Cloud Computing: New Stuff or Legacy Revisited?

By | March 21, 2009

There’s a lot of information hitting the bitwaves touting the value of cloud computing and it seems that within the IT industry those that profess positive opinions of an emerging market during a hype cycle seem to get more attention than those with negative or pragmatic opinions on the issue. Thus, the hype cycle reinforces itself and the hype grows larger. With regard to Cloud Computing, I’ve commented before on the two leading opinion groupings–the Gray Hairs and the Newbies. The Gray Hairs look at Cloud Computing as time-sharing redux and the newbies look at it as the only way computing will be done within the next 20 years. Ho hum!

Let’s look at what is the same about Cloud Computing:

1. Outsourced hosting – IaaS, HaaS, etc. are just fancy new ways to talk about a model that has been employed for many years now. Effectively, the Cloud provides an economic way to leverage shared computing resources for an economic benefit.
2. Hosted applications – SaaS is just a new way to talk about application service provider (ASP) model, which has been in operation since the 1960’s.
3. Disaster Recovery – Even those that have built their own data centers often contract with companies that maintain the necessary hardware and operating systems to enable continuance of operations in the event of a disaster.

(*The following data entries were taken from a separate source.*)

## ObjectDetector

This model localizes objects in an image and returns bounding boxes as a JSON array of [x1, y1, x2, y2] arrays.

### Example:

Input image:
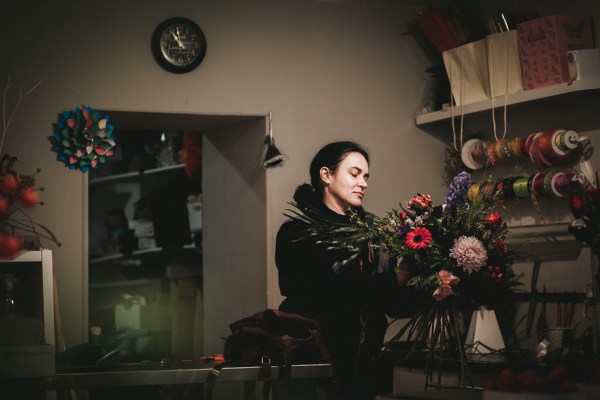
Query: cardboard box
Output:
[[517, 16, 594, 90]]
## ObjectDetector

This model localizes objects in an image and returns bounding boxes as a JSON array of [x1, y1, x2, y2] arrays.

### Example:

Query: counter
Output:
[[1, 361, 333, 399]]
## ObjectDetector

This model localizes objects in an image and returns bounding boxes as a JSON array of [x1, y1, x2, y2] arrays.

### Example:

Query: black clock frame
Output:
[[151, 17, 207, 74]]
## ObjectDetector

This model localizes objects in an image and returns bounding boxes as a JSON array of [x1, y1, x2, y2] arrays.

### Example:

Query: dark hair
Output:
[[309, 141, 370, 196]]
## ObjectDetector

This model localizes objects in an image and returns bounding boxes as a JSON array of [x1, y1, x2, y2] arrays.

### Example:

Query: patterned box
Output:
[[517, 15, 594, 90]]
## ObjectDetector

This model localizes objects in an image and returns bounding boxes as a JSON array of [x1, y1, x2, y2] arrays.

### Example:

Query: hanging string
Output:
[[488, 36, 509, 143], [450, 50, 465, 151], [530, 191, 547, 225], [268, 112, 273, 142]]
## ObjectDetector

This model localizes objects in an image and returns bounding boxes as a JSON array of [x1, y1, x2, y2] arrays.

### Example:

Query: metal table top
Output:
[[41, 362, 333, 389]]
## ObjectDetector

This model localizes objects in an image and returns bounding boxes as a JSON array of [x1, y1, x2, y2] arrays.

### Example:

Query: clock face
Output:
[[152, 18, 207, 73]]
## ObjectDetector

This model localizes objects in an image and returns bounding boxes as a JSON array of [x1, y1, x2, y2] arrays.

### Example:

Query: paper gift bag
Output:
[[487, 30, 523, 97], [517, 15, 594, 90], [443, 39, 490, 106]]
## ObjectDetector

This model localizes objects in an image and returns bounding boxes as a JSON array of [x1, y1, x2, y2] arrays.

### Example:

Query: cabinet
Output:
[[87, 131, 203, 362], [0, 250, 55, 378]]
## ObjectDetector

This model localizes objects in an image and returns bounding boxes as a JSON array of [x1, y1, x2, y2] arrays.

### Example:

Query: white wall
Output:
[[1, 0, 599, 350], [0, 0, 442, 348]]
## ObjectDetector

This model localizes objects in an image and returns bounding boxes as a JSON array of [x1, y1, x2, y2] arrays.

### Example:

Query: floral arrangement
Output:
[[50, 105, 116, 173], [286, 171, 522, 385], [373, 172, 521, 306]]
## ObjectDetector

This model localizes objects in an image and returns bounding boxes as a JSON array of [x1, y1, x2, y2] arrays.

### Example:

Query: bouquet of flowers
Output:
[[286, 171, 522, 385]]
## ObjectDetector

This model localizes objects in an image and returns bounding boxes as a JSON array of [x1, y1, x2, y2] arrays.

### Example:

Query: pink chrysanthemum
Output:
[[405, 227, 432, 250], [449, 236, 487, 274]]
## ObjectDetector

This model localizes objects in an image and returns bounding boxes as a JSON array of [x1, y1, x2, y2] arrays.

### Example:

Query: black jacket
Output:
[[275, 186, 398, 398]]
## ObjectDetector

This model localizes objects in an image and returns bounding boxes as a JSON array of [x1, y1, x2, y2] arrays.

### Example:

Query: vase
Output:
[[464, 306, 505, 355]]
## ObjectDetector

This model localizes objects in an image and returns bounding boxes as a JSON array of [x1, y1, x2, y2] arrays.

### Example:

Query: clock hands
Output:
[[170, 28, 185, 49]]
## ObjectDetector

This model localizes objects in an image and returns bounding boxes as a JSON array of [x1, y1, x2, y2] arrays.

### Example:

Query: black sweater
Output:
[[275, 186, 398, 396]]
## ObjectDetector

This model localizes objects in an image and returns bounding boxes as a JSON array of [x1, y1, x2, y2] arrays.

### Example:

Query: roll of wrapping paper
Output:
[[458, 133, 581, 170], [528, 129, 582, 168], [527, 132, 554, 168], [530, 172, 547, 196], [496, 176, 518, 199], [540, 128, 579, 157], [468, 182, 480, 202], [512, 176, 530, 197], [551, 171, 585, 197]]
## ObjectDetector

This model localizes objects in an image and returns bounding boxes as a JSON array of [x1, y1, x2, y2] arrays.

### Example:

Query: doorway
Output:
[[85, 111, 268, 360]]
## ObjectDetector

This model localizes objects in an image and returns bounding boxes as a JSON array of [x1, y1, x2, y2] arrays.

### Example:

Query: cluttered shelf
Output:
[[415, 76, 600, 126]]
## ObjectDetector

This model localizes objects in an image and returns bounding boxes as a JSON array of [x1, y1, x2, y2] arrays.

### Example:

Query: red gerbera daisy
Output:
[[405, 227, 432, 250]]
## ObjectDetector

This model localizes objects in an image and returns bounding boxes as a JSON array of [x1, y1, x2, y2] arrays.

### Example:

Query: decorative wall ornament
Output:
[[50, 105, 116, 173]]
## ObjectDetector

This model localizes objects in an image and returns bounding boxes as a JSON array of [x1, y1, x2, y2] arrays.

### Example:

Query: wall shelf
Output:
[[89, 164, 184, 185], [89, 244, 198, 265], [415, 77, 600, 126]]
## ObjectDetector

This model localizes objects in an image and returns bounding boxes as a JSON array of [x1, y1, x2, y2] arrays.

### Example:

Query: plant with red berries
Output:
[[0, 155, 59, 258], [1, 76, 59, 258]]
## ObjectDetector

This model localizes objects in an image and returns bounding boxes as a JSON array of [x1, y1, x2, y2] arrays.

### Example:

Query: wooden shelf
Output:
[[415, 77, 600, 126]]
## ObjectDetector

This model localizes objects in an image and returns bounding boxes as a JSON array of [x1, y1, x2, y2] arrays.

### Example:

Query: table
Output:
[[3, 362, 333, 400], [376, 388, 483, 400]]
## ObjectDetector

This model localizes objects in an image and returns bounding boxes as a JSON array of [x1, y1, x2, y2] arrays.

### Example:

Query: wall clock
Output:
[[151, 17, 207, 74]]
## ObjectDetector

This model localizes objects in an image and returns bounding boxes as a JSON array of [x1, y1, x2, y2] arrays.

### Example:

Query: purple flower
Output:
[[396, 224, 409, 237], [444, 172, 471, 212], [449, 235, 487, 274]]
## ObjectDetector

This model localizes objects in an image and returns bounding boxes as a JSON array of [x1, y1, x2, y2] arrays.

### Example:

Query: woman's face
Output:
[[321, 151, 369, 214]]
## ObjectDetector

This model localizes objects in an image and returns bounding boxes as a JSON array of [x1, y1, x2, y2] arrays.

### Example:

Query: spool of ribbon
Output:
[[512, 177, 530, 198], [527, 129, 583, 168]]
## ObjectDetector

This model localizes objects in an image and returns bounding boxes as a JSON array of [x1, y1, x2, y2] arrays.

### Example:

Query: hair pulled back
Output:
[[293, 141, 370, 205], [309, 141, 370, 197]]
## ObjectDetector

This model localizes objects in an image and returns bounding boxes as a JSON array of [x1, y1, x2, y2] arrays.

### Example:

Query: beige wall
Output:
[[1, 0, 599, 350], [1, 0, 444, 348]]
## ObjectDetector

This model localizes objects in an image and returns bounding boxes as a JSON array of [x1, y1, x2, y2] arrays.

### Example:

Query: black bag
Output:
[[206, 309, 332, 400], [223, 309, 331, 366]]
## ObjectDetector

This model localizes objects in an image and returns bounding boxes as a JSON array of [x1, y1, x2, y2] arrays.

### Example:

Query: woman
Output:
[[275, 141, 409, 399]]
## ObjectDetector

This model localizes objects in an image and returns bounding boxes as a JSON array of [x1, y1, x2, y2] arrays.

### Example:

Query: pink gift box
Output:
[[517, 15, 594, 90]]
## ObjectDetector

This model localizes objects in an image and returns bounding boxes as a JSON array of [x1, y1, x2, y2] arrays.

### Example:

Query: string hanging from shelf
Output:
[[449, 49, 465, 151], [488, 35, 509, 143]]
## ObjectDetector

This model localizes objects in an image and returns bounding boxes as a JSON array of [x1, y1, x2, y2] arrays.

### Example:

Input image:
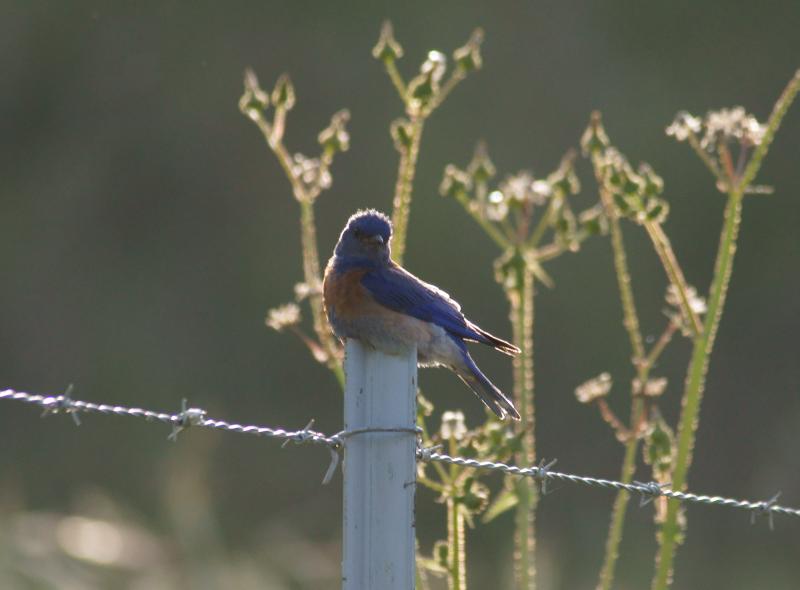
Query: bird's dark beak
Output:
[[369, 235, 385, 245]]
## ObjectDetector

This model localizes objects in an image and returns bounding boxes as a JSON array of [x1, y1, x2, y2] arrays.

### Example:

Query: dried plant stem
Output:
[[596, 398, 632, 440], [391, 116, 424, 264], [299, 200, 345, 386], [644, 320, 679, 369], [250, 113, 345, 386], [509, 263, 537, 590], [643, 221, 702, 337], [652, 69, 800, 590]]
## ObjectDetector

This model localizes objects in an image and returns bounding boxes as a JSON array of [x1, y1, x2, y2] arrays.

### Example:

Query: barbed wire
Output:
[[1, 388, 343, 483], [418, 450, 796, 529], [2, 388, 797, 527]]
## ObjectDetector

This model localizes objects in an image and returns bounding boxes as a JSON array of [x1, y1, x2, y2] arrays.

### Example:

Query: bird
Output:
[[323, 209, 521, 420]]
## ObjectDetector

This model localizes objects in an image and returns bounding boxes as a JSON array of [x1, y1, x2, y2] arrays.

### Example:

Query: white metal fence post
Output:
[[342, 339, 417, 590]]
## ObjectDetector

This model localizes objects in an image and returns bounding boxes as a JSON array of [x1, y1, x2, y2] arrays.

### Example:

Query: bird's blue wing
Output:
[[360, 264, 483, 342]]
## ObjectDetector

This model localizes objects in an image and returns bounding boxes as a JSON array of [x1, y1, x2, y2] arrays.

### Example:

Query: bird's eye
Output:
[[353, 229, 364, 239]]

Now, let’s look at what’s new about Cloud Computing

1. Scale – due to the massive reduction in the costs of memory, storage and CPU, we can now offer unprecedented linear scaling.
2. New distributed computing architectures – projects like MapReduce and Hadoop leverage our ability to scale linearly and turn it into an ability to scale exponentially. Linear scale still suffers from an inability to have a 1:1 mapping between storage and memory, thus the speed to read a gigabyte of information limits many of the scaling benefits. Architectures like Hadoop and MapReduce parallelize the access to the data across multiple processors and multiple data stores dramatically reducing this limitation.
3. Virtualization – the ability to leverage a single machine architecture to host multiple operating systems changes the DR costs significantly. In many cases open systems DR costs can be cut by a 1/3 of what they costs prior to mainstream inexpensive virtualization and the development of the hypervisor.
4. Metering – in IT has typically driven by transactions or fixed fees, but, the Cloud treats resource usage like telecommunications industry treats data and voice by billing based on usage, which allows for more affordable pricing models

So, Cloud Computing takes advantage of some of the advances made in computing and combines it with ideas and business models that have been working for the past forty years.